Marlaska et le directeur général de la garde civile « ignorent » l'augmentation des agressions aux agents

Ce ne sont pas des faits spécifiques ou se produisent « de temps à autre » autant que le PSOE s'efforce de vendre une autre version de l'histoire. En 2024, le nombre d'agressions contre la police nationale et les gardes civils a atteint le record de 16 878. Et tandis que les différentes associations de l'institut armé et des syndicats de police ont exigé que Les pénalités sont aggravées par les agressions aux agents et sa protection juridique est renforcée, à la fois le ministère de l'Intérieur, qui dirige Fernando Grande-Marlaka, En tant que directeur général de la garde civile, Mercedes GonzálezIls ont ignoré leur demande.

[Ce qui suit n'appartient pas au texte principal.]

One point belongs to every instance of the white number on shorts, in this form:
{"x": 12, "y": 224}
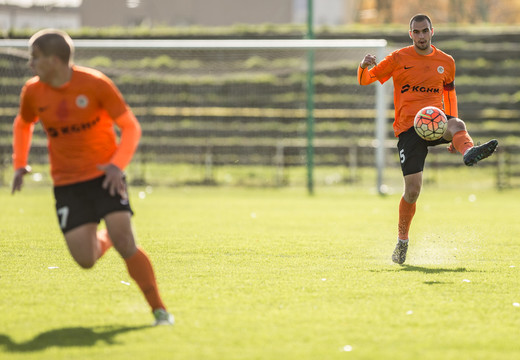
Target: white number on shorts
{"x": 63, "y": 214}
{"x": 401, "y": 155}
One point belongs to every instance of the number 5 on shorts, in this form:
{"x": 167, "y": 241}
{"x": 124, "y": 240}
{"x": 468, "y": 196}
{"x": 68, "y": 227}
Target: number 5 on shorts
{"x": 63, "y": 214}
{"x": 401, "y": 155}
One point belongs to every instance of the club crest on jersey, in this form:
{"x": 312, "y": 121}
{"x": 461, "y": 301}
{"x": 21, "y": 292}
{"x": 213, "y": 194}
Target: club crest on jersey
{"x": 81, "y": 101}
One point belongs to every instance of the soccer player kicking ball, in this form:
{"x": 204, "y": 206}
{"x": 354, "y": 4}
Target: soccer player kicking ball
{"x": 423, "y": 76}
{"x": 78, "y": 108}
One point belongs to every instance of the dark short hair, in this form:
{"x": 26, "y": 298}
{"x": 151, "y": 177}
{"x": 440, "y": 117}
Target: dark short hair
{"x": 54, "y": 42}
{"x": 419, "y": 18}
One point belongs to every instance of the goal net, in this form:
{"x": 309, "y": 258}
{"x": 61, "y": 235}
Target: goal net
{"x": 233, "y": 111}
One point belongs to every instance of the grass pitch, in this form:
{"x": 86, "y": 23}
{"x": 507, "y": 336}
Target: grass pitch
{"x": 270, "y": 274}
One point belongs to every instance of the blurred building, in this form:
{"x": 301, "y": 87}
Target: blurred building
{"x": 125, "y": 13}
{"x": 213, "y": 12}
{"x": 37, "y": 17}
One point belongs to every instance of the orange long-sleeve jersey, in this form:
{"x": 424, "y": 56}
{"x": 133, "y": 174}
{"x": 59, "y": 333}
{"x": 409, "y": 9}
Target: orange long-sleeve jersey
{"x": 419, "y": 81}
{"x": 79, "y": 120}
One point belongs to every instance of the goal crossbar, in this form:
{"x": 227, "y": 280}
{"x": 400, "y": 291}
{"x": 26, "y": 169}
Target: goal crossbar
{"x": 216, "y": 44}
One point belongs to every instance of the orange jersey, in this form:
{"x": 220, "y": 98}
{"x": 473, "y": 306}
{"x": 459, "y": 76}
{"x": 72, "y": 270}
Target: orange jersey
{"x": 79, "y": 120}
{"x": 419, "y": 81}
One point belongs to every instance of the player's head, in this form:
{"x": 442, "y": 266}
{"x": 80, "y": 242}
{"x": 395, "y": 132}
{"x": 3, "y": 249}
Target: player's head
{"x": 421, "y": 32}
{"x": 53, "y": 42}
{"x": 51, "y": 52}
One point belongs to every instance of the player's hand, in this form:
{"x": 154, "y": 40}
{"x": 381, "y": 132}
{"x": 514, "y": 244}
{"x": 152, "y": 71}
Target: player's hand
{"x": 369, "y": 60}
{"x": 18, "y": 178}
{"x": 114, "y": 180}
{"x": 451, "y": 149}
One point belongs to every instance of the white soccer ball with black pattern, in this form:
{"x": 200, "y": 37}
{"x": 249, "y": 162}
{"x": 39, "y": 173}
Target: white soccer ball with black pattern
{"x": 430, "y": 123}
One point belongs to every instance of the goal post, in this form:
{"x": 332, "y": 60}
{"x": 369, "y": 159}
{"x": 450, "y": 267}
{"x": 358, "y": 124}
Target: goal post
{"x": 241, "y": 101}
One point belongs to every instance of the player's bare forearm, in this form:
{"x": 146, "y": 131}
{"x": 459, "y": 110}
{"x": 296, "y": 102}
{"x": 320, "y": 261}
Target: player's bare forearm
{"x": 368, "y": 60}
{"x": 18, "y": 178}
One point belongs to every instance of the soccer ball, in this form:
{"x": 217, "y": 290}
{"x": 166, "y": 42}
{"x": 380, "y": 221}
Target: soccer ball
{"x": 430, "y": 123}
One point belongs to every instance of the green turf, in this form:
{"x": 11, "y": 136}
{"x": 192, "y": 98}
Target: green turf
{"x": 270, "y": 274}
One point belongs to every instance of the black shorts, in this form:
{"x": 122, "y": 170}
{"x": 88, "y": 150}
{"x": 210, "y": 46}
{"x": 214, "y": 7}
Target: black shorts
{"x": 413, "y": 150}
{"x": 86, "y": 202}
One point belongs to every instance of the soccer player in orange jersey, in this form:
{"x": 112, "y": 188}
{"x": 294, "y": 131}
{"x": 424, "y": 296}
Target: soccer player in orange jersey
{"x": 423, "y": 76}
{"x": 78, "y": 108}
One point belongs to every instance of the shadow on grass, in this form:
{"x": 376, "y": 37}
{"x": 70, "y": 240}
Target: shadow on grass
{"x": 67, "y": 337}
{"x": 430, "y": 270}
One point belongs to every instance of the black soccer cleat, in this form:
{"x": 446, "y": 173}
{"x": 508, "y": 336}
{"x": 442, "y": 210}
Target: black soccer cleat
{"x": 399, "y": 255}
{"x": 480, "y": 152}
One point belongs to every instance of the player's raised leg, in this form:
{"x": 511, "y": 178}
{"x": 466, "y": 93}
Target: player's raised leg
{"x": 139, "y": 265}
{"x": 463, "y": 143}
{"x": 84, "y": 245}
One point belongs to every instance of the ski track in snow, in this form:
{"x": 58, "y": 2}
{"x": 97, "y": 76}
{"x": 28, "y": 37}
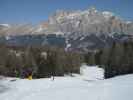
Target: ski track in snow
{"x": 79, "y": 87}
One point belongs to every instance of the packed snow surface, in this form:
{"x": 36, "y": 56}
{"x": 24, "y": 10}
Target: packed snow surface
{"x": 90, "y": 85}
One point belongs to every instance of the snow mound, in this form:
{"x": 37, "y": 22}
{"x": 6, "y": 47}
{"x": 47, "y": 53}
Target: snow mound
{"x": 70, "y": 88}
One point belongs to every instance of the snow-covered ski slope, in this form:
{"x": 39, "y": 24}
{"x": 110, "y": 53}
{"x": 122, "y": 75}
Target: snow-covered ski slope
{"x": 90, "y": 85}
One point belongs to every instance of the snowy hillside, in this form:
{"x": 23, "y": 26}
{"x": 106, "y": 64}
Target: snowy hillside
{"x": 69, "y": 88}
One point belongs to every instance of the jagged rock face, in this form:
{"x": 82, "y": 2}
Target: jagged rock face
{"x": 88, "y": 22}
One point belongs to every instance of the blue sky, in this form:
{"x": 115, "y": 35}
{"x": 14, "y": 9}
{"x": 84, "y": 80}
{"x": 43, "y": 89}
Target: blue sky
{"x": 23, "y": 11}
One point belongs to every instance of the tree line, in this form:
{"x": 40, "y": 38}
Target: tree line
{"x": 116, "y": 60}
{"x": 39, "y": 62}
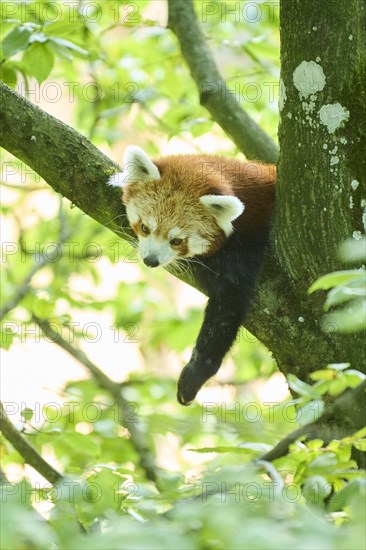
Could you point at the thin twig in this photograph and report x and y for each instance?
(30, 455)
(224, 109)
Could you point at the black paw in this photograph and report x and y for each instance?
(188, 385)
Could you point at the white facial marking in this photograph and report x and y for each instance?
(224, 208)
(132, 213)
(176, 232)
(197, 245)
(151, 223)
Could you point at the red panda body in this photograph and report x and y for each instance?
(208, 207)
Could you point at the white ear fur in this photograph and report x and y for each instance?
(225, 209)
(137, 167)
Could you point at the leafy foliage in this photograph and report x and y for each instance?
(117, 65)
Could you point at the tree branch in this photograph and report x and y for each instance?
(137, 436)
(26, 450)
(224, 109)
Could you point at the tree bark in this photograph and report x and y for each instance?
(305, 237)
(322, 166)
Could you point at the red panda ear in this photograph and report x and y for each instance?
(224, 208)
(137, 167)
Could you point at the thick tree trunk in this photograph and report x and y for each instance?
(318, 164)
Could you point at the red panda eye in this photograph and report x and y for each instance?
(176, 242)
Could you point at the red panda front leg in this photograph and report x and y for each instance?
(237, 267)
(223, 317)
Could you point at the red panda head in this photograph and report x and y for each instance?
(175, 205)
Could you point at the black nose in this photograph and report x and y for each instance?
(151, 261)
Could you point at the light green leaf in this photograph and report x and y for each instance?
(340, 294)
(27, 414)
(67, 45)
(16, 41)
(301, 387)
(82, 444)
(334, 279)
(8, 75)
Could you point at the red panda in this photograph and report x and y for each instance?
(215, 211)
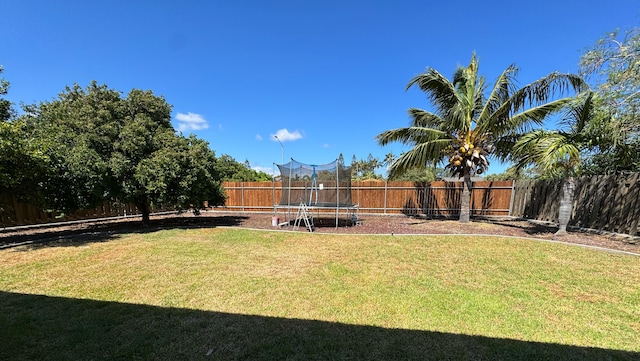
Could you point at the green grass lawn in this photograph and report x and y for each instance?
(235, 294)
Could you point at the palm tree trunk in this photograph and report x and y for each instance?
(566, 206)
(465, 199)
(145, 209)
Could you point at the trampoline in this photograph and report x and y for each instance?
(310, 188)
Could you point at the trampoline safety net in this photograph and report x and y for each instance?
(324, 185)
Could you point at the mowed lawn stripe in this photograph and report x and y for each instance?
(489, 286)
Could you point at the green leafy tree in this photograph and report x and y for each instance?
(6, 110)
(231, 170)
(101, 146)
(558, 153)
(468, 122)
(21, 164)
(365, 168)
(613, 65)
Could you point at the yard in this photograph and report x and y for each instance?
(217, 293)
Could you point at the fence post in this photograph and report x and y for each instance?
(384, 207)
(513, 191)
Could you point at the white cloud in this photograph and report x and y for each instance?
(284, 135)
(191, 121)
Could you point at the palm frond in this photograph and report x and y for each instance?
(502, 89)
(540, 91)
(548, 149)
(523, 120)
(423, 118)
(418, 157)
(439, 90)
(410, 135)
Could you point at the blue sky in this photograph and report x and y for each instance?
(324, 76)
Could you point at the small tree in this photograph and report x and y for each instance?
(558, 152)
(101, 146)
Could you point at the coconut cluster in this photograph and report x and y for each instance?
(469, 155)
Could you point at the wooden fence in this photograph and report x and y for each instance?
(608, 203)
(433, 199)
(14, 213)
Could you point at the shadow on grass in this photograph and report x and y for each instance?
(84, 233)
(34, 327)
(528, 227)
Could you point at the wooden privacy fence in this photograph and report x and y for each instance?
(433, 199)
(608, 203)
(14, 213)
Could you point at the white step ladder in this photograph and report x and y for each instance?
(303, 215)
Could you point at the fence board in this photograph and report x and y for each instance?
(608, 203)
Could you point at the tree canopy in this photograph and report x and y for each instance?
(102, 146)
(612, 64)
(471, 120)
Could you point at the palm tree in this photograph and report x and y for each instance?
(467, 122)
(557, 153)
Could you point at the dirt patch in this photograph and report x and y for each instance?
(368, 224)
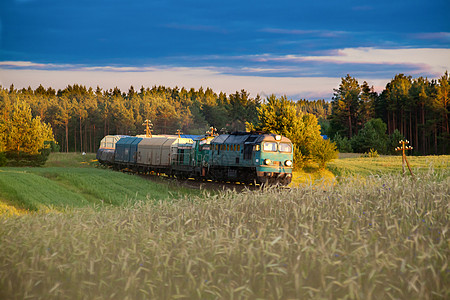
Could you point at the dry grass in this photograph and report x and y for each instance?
(379, 237)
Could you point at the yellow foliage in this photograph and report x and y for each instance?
(23, 133)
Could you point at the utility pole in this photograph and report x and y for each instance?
(148, 125)
(403, 148)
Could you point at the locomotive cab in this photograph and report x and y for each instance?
(274, 159)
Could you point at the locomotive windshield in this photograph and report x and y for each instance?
(270, 146)
(284, 147)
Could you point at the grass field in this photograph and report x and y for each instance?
(372, 234)
(71, 180)
(365, 166)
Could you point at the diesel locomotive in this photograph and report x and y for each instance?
(246, 157)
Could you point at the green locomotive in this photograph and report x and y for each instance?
(246, 157)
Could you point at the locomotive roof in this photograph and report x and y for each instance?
(245, 137)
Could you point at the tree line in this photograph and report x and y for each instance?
(414, 108)
(81, 116)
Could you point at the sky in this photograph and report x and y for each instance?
(300, 49)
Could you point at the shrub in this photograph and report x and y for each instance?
(324, 151)
(343, 144)
(372, 136)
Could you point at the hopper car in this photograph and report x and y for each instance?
(245, 157)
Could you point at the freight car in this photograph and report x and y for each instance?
(246, 157)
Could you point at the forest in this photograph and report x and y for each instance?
(81, 116)
(414, 108)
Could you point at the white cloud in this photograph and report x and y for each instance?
(295, 87)
(425, 60)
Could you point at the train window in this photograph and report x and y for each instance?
(284, 147)
(270, 146)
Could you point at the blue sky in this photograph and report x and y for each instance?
(297, 48)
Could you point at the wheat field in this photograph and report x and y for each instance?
(376, 237)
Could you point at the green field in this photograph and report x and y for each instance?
(365, 166)
(371, 235)
(69, 181)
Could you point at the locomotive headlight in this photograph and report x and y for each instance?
(288, 163)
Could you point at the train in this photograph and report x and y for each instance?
(244, 157)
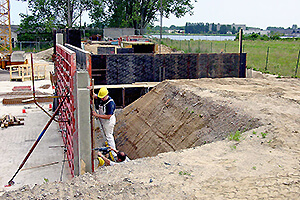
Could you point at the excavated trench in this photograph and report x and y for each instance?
(170, 118)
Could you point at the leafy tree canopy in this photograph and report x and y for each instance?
(139, 13)
(112, 13)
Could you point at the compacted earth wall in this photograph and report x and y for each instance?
(170, 118)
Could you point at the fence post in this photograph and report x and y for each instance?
(267, 59)
(297, 64)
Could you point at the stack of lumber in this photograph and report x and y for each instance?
(10, 120)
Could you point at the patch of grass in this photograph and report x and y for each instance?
(235, 136)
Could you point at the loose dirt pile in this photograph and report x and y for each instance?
(263, 163)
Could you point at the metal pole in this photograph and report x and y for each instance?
(267, 59)
(160, 25)
(241, 46)
(297, 64)
(11, 182)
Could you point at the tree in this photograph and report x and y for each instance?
(62, 12)
(32, 28)
(139, 13)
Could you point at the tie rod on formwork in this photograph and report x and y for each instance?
(33, 92)
(11, 182)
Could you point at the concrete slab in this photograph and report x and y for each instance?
(46, 161)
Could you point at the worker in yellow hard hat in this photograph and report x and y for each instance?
(107, 116)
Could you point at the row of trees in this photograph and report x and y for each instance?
(49, 14)
(201, 28)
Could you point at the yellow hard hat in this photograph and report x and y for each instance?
(101, 162)
(102, 92)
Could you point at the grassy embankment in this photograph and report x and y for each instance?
(282, 59)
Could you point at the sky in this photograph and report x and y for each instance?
(254, 13)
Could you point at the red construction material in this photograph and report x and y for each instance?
(21, 88)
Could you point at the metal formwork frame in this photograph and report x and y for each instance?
(65, 68)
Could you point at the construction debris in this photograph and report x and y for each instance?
(10, 120)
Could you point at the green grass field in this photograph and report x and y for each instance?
(282, 59)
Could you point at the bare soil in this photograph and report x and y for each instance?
(262, 164)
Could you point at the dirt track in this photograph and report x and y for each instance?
(253, 168)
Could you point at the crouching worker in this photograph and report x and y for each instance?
(121, 158)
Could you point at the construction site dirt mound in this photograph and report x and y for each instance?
(45, 55)
(258, 160)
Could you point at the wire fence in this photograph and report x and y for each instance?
(281, 59)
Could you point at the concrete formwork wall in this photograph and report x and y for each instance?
(117, 32)
(75, 115)
(130, 68)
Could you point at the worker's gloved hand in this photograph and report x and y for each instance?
(99, 154)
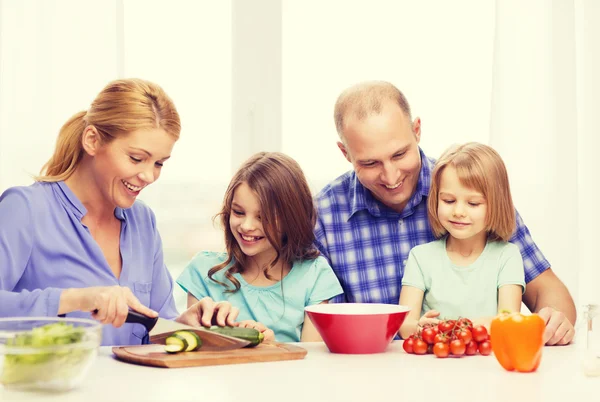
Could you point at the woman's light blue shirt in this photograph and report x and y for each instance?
(280, 306)
(44, 249)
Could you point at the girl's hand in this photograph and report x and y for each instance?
(207, 312)
(108, 304)
(429, 318)
(269, 334)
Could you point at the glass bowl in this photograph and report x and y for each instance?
(43, 353)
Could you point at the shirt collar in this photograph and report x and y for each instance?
(72, 203)
(362, 199)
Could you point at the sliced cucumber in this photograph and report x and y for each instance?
(173, 348)
(193, 340)
(176, 343)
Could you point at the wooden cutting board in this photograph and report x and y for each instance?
(155, 355)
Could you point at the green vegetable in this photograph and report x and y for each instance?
(54, 362)
(182, 341)
(252, 335)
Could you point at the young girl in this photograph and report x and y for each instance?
(271, 270)
(471, 271)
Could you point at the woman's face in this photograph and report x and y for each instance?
(126, 165)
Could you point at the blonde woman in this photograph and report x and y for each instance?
(472, 271)
(77, 242)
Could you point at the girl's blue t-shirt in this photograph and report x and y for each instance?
(280, 306)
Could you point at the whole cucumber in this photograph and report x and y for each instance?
(252, 335)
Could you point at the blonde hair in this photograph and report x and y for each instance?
(366, 98)
(479, 167)
(122, 107)
(287, 211)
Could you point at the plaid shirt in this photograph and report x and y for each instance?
(367, 243)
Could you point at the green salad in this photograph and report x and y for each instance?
(23, 364)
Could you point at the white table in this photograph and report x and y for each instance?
(323, 376)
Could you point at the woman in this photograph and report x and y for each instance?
(76, 242)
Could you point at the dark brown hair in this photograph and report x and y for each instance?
(287, 211)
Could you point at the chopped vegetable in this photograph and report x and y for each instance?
(55, 361)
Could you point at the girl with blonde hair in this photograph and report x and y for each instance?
(471, 270)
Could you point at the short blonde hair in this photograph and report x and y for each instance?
(366, 98)
(480, 168)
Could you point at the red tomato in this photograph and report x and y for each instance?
(465, 323)
(465, 336)
(479, 333)
(441, 338)
(471, 348)
(419, 347)
(428, 335)
(485, 348)
(441, 349)
(408, 345)
(457, 347)
(445, 327)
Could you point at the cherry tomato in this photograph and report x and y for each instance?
(465, 336)
(419, 347)
(428, 335)
(441, 338)
(485, 348)
(479, 333)
(457, 347)
(408, 345)
(465, 323)
(445, 327)
(441, 349)
(471, 348)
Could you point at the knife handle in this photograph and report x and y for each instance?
(138, 318)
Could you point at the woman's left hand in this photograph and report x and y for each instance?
(206, 312)
(268, 333)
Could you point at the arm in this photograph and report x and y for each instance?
(16, 245)
(547, 290)
(545, 293)
(309, 332)
(161, 298)
(413, 298)
(509, 299)
(549, 297)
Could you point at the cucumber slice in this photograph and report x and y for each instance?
(173, 348)
(176, 343)
(193, 340)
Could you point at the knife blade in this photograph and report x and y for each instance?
(160, 328)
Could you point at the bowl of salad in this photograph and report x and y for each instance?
(42, 353)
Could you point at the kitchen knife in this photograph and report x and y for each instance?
(160, 328)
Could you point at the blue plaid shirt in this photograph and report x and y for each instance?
(367, 243)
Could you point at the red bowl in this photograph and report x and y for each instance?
(357, 328)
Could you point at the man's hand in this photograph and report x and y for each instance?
(559, 330)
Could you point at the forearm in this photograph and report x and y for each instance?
(40, 303)
(547, 290)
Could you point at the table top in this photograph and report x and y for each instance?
(324, 376)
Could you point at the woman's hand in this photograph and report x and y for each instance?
(108, 304)
(206, 312)
(269, 334)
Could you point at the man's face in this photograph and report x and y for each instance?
(383, 148)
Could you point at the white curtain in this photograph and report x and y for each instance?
(544, 108)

Parce qu'aujourd'hui, attaque un agent « part gratuitement ». Les conséquences criminelles sont « ridicules » et, pour la plupart, ce sont « des amendes qui ne sont pas payées par l'insolvabilité de l'agresseur ». Par conséquent, de l'Association espagnole de la garde civile (AEGC), ils ont demandé qu'ils soient considérés comme des «agents d'autorité» et Ils sont reconnus comme « autorité »comme avec d'autres professions et comme aussi avec Grande-Marlaka, qu'ils appellent « Ministre intérieur découverte ».

De cette association, ils ne comprennent pas que vous devez continuer à réclamer ce changement face au nombre élevé d'agressions qui souffrent chaque jour. Et pour l'échantillon, rappelez-vous les événements vécus le week-end dernier à Huelva, où plusieurs gardes civils ont dû être libérés après avoir été attaqué « violemment » par un individu fuyant plusieurs patrouilles de la garde civile et de la police locale. Au cours de la tournée, il a percuté plusieurs véhicules de police, mais, sans aucun doute, le moment le plus dangereux s'est produit lorsqu'il a tenté d'arracher l'arme réglementaire d'un agent « Avec des bouchées et avec une énorme brutalité. »

Pourquoi ne sont-ils pas une profession de risque?

« Nous sommes confrontés à une autre agression, quotidiennement et pas à l'occasion », ignoré par Marlaska et le directeur général de la garde civile, dénonce de l'AEGC. Un abandon, qui les amène à demander: « Pourquoi notre profession est-elle toujours considérée comme à risque? Pourquoi après 50 ans de terrorisme de l'ETA, avec des centaines de gardes civils tués, restons-nous des agents de l'autorité et nous ne sommes pas une profession de risque? « 

En ce sens, ils soulignent que la reconnaissance en tant qu'autorité et profession des risques, sont les «lacunes graves» avec lesquelles les gardes civils sont obligés de travailler quotidiennement. Et tout cela, « sans ce jour, aucun ministre de l'Intérieur ou aucun gouvernement n'ayant pris de mesures à empêcher l'insécurité dans laquellecomme si l'intégrité physique des agents se soucie peu ou rien.

Et, malgré le fait que l'année dernière le bilan des agressions, le socialiste Eurodiputa Idoia Mendía Il n'avait aucun scrupule à s'assurer que les agents « Ils ne subissent que des agressions de temps en temps. » Il l'a dit à Bruxelles, en débat complet d'une directive promue par le Parti populaire européen pour déclarer la police nationale, les gardes civils, les fonctionnaires militaires et pénitentiaires comme profession de risque.

Les Mossos d'Esquadra sont. L'Ertzaintza est également. Et la police pour Navarra et la police locale … mais le gouvernement a une obsession particulière pour les forces de sécurité et les corps de l'État à qui Boicotea aussi longtemps que possible. Cela a été fait au Congrès des députés où le jour et le jour aussi, L'exécutif, et par conséquent, le PSOE, a bloqué À maintes reprises, le traitement de la proposition de droit permettrait une retraite anticipée pour la police nationale et les gardes civils, ainsi que leur reconnaissance en tant que profession de risque.